How Tim Cook botched Jobs’ product launch formula

For the last decade, Apple has set the gold standard for product launches, and credit has always rested unequivocally on the shoulders of Steve Jobs. The company always knew how to woo loyalists, but when Jobs returned, he found a way to speak to the rest of us when presenting products like the iPod, iPhone and iPad.
Wednesday’s iPhone 5 launch saw Apple return to preaching to the converted. While I have little doubt that Apple users everywhere will applaud the iPhone 5, I doubt whether it will continue to reel in customers from other platforms like Android.
The reason actually lies more in the presentation than in the product. Steve didn’t focus on the technology, he focused on the magical experience. Tim Cook can’t quite seem to capture that, and it’s going to hurt Apple.
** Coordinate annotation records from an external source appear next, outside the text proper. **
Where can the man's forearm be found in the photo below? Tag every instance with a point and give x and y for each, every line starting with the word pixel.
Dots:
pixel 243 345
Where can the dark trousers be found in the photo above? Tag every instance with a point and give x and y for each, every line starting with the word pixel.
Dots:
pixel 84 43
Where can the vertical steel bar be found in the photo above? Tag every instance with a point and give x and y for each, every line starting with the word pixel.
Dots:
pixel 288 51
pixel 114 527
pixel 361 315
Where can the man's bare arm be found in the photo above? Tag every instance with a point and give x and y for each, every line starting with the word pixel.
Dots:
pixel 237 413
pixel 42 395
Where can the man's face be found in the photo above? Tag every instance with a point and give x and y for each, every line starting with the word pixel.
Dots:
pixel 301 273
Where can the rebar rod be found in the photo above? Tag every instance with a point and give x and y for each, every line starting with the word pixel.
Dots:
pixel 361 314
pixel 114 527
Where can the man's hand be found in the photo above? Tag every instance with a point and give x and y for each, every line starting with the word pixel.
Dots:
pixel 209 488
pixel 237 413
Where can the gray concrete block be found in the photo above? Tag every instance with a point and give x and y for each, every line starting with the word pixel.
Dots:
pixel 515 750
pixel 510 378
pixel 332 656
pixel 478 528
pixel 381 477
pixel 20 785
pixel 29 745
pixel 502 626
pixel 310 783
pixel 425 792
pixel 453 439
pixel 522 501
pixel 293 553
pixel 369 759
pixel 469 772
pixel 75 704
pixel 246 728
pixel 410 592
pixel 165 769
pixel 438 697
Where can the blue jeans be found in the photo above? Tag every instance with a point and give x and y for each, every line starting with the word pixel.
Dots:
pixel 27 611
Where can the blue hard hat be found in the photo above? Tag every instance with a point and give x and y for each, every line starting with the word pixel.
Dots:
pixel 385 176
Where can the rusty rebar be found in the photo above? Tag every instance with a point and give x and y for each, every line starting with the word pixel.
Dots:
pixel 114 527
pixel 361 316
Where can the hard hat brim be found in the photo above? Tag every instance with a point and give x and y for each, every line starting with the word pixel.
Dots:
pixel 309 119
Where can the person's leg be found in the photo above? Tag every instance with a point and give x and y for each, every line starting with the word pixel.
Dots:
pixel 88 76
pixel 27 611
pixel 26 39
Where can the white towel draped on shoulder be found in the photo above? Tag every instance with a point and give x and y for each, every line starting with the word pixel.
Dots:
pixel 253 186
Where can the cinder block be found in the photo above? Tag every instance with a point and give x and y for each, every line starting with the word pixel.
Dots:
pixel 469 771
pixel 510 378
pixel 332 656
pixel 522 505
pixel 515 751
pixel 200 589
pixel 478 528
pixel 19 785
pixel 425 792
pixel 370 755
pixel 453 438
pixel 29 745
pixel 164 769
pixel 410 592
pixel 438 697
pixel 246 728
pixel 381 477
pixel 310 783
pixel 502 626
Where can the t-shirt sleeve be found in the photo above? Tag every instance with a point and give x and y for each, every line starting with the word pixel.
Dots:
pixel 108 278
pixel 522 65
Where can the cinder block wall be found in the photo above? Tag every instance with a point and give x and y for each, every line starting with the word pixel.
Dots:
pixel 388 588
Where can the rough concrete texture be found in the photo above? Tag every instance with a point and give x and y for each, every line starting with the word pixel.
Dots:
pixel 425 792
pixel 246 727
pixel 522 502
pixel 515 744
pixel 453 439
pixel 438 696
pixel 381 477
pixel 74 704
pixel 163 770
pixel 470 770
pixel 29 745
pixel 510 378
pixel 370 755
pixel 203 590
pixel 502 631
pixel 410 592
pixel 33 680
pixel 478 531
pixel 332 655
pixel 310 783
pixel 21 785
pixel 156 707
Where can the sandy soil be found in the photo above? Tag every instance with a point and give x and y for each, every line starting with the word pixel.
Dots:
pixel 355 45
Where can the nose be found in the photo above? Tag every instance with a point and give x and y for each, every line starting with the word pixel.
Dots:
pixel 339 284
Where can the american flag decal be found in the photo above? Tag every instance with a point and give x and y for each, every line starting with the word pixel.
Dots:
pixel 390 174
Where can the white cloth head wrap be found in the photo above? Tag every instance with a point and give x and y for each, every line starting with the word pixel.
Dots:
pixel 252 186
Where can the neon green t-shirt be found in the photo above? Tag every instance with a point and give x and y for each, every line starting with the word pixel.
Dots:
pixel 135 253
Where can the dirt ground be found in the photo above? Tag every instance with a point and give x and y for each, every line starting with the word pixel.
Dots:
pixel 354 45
Before Jobs returned to Apple, the struggling company was stuck in a monotonous cycle of products that made good upgrades to existing lines, but seemed to ignore what was going on with competitors. As loyal Apple users eventually gave up, the company’s strong business started to erode, until its engineer CEOs didn’t have a clue how to turn this around. Jobs came back and brought forth the idea of creating products that competed on impression, not “speeds and feeds.” Apple reached amazing new highs on this formula.